Kyle Gibson had a stretch 3 years ago,I believe, when he had his best stuff.He did 2 things that were very obvious.

1. He challenged hitters with his fastball and slider.He didn't throw waste pitches 18" off the plate.Hitters had to protect the plate, and not take the obvious chase pitches.

If you throw a pitch so far off the plate, it's no longer a chase pitch for a majority big league hitters.

2. He had a nice pace to his pitching.He got theball back, got the sign, and fired.This constant walking around and rubbing the ball up,only puts the infielders back on their heels.The pitcher over thinks and tries to guide, rather than throw the ball.And it becomes unsufferable on the fans.Quick pace, I believe, affects the hitter into making quick, not necessarily good decisions.

 

Kyle Gibson had a stretch 3 years ago,I believe, when he had his best stuff.He did 2 things that were very obvious.

1. He challenged hitters with his fastball and slider.He didn't throw waste pitches 18" off the plate.Hitters had to protect the plate, and not take the obvious chase pitches.

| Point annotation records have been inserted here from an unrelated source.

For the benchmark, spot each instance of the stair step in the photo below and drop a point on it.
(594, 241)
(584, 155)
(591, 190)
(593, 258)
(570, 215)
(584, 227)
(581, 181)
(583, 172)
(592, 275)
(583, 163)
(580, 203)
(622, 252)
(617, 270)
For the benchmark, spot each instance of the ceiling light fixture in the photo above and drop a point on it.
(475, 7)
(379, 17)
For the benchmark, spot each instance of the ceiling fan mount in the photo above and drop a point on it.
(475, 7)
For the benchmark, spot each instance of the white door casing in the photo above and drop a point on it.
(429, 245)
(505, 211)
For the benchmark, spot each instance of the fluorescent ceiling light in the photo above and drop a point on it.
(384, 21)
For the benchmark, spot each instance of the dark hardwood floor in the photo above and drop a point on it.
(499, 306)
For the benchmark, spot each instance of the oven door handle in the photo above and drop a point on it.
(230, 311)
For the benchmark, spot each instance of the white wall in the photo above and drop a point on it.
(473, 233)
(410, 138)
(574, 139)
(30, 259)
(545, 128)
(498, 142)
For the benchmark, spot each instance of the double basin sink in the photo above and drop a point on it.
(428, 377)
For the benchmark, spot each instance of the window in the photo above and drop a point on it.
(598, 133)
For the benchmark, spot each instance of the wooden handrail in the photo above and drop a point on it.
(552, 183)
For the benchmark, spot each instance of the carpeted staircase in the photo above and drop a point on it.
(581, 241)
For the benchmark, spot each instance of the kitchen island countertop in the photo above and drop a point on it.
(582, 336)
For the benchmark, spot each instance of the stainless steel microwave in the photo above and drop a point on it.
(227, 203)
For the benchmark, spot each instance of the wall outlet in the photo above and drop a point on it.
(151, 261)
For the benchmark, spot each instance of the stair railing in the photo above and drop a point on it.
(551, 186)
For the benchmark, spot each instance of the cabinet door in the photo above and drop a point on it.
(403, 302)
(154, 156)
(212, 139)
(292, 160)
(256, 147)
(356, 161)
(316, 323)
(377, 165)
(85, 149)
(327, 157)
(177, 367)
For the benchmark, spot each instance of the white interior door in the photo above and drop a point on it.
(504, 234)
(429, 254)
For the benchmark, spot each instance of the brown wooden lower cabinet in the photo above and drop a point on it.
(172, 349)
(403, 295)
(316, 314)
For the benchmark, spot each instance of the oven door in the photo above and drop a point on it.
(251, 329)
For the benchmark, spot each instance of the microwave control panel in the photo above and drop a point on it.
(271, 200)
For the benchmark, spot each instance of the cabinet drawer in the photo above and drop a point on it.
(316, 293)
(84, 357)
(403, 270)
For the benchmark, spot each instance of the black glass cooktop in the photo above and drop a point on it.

If you throw a pitch so far off the plate, it's no longer a chase pitch for a majority big league hitters.

2. He had a nice pace to his pitching.He got theball back, got the sign, and fired.This constant walking around and rubbing the ball up,only puts the infielders back on their heels.The pitcher over thinks and tries to guide, rather than throw the ball.And it becomes unsufferable on the fans.Quick pace, I believe, affects the hitter into making quick, not necessarily good decisions.

I don't necessarily disagree, but it might be more layered than that. Maybe Gibson had success three years ago when he started going after batters, if the book on him was that he wouldn't. Later, if the book on him caught up, batters might have been jumping on pitches, causing him to back off. It's a game of constant adjustments - while on top of that, his problems with command are self-described as fatigue. It is indeed frustrating to see how many of his pitches have no chance of accomplishing anything - someone needs to invest a stat "waste of time pitches" and keep count.

 

Pace, likewise, is a two-edged sword. Get the ball, get the sign, fire... you can have men on second and third with no one out, before you even realize it. Coaches tell their charges, "slow the game down". Of course hitting coaches tell their batters the same thing, so if the pitcher has enough moxie to hurry them even a little, it can indeed pay off. Until, suddenly, it doesn't. Constant adjustments, once again.